Having reread and thought about about it, I now realised that I've assumed that the N was male, and that the never-found "you" was female, which is rather heterosexist or me, and also why I saw this as a more of a departure from the narrative that I now take it to be. This may also part of the reason why I didn't get the AIDs reference. So, now I can read the "him" as a possible "you", one who might have become the "you" if the N had acted. And read that way, much more part of the narrative.
I guess what I most like about ghazals, what I think makes them work when I think they work, is the non-narrative -- or at least the non-linear/non-sequential approach, in which a series of facets of something are presented, that though connected and suggesting a narrative also seem to function independently.
I like the revisions you've made, and they seem to take your poem much more in that direction.
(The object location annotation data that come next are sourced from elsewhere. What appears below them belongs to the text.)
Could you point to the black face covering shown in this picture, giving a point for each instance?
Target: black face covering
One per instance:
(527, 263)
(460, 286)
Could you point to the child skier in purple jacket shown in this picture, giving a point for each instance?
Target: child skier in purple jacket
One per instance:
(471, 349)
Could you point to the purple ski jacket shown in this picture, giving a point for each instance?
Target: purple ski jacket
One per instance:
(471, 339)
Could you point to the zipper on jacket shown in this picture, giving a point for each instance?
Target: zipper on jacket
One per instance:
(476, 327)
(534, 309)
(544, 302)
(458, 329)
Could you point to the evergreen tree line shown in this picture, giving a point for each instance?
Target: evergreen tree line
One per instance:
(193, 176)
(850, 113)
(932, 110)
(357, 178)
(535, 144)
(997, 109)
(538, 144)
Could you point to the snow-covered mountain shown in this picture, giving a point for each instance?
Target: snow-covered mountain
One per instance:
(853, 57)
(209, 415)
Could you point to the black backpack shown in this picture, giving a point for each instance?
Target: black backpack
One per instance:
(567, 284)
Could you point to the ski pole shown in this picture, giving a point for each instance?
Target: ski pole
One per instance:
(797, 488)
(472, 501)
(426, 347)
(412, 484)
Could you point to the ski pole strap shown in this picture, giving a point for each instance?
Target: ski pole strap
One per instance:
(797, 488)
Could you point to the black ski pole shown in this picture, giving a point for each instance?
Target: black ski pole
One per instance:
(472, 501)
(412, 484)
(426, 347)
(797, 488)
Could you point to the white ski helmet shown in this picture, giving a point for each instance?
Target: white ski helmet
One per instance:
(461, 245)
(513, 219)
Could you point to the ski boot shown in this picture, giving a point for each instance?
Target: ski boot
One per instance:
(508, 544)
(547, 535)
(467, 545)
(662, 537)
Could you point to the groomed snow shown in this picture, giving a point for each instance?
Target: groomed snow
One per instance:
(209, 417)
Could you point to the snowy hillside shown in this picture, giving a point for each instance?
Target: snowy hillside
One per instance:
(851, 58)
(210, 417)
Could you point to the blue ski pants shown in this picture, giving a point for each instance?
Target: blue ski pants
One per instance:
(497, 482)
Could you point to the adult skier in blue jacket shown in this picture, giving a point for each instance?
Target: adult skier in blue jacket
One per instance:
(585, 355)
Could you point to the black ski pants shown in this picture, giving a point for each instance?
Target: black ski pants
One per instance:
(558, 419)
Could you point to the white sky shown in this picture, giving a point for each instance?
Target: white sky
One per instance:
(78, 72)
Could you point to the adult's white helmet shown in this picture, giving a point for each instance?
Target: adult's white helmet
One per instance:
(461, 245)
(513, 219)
It might still be worth considering tweaking the ordering of the shers, where two consecutive closely related in subject-matter/situation. I guess I'm mostly thinking of 6-7-8 the moon followed by its silvery fingers, the dreaming form followed by a dream. Ha, though rereading my first crit, I'm realising that what I'm also saying is: you've addressed two of my points, now I'll double down on the third
Actually, it might be worth playing with changing the order of all the shers not just those -- assuming you haven't already done so -- and see what happens. You could even print them, cut them out and rearrange them even, maybe even face down (the paper, not you!).
On S1, each time I've read it, I've wanted it as two sentences.
I had to wait, but I’m the kind for love.
I knew that I was meant to find your love.
I think because it makes the second sentence more emphatic.